Are AMD's margins actually any worse in the graphics card market? Or is it just that AMD is also playing in the (lower-margin) CPU market, so their overall margin is worse?
Nobody here can tell you that officially, at least without breaking an NDA, but the answer is very obviously "yes".
Comparing apples to apples, AMD sells their Vega 64 flagship at a MSRP of $499, NVIDIA sells a product with an equivalent die size at $1200. AMD sells their cutdown at $399, NVIDIA sells theirs at $799. And that's before you figure that NVIDIA is using commodity GDDR5/5X while AMD is using expensive HBM2 on consumer products - NVIDIA charges between $3k and $15k for their HBM2 products. So half the MSRP, with a more expensive BOM.

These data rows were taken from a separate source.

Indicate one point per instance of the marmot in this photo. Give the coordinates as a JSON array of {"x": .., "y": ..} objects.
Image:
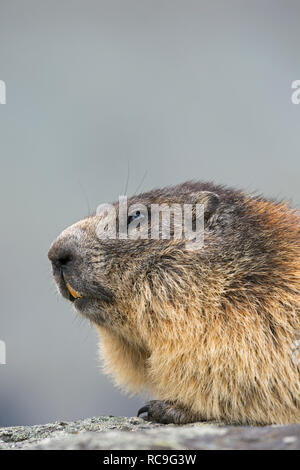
[{"x": 208, "y": 333}]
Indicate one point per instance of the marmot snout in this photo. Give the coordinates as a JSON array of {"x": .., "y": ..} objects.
[{"x": 209, "y": 333}]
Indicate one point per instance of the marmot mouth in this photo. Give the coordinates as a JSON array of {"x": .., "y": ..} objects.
[{"x": 73, "y": 294}]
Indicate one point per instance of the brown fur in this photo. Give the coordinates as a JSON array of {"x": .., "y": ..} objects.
[{"x": 208, "y": 332}]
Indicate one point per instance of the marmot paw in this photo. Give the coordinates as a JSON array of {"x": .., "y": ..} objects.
[{"x": 164, "y": 412}]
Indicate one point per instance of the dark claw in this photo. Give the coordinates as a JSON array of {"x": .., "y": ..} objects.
[{"x": 144, "y": 409}]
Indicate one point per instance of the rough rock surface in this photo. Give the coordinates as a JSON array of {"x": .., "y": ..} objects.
[{"x": 108, "y": 432}]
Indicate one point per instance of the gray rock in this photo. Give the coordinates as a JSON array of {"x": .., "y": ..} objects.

AMD's margins on Vega are trainwreck bad. Some experts actually think they are losing money on every unit sold at MSRP, hence the "$100 free games bundle" on launch, and the de-facto price increases above MSRP during the fall. They're banking heavily on HBM2 costs coming down, and probably also on NVIDIA not being aggressive with the launch of gaming Volta (aka Ampere). Apart from Vega FE, they really don't see any of the extra revenue from the inflated prices during the mining boom either. That's all going to AIB partners and retailers. All AMD gets out of it is volume, and up until now they've been reluctant to increase production.
In contrast Ryzen is actually dirt cheap to manufacture due to its MCM layout. Their margins there are probably better than Intel, even with prices significantly below the launch prices.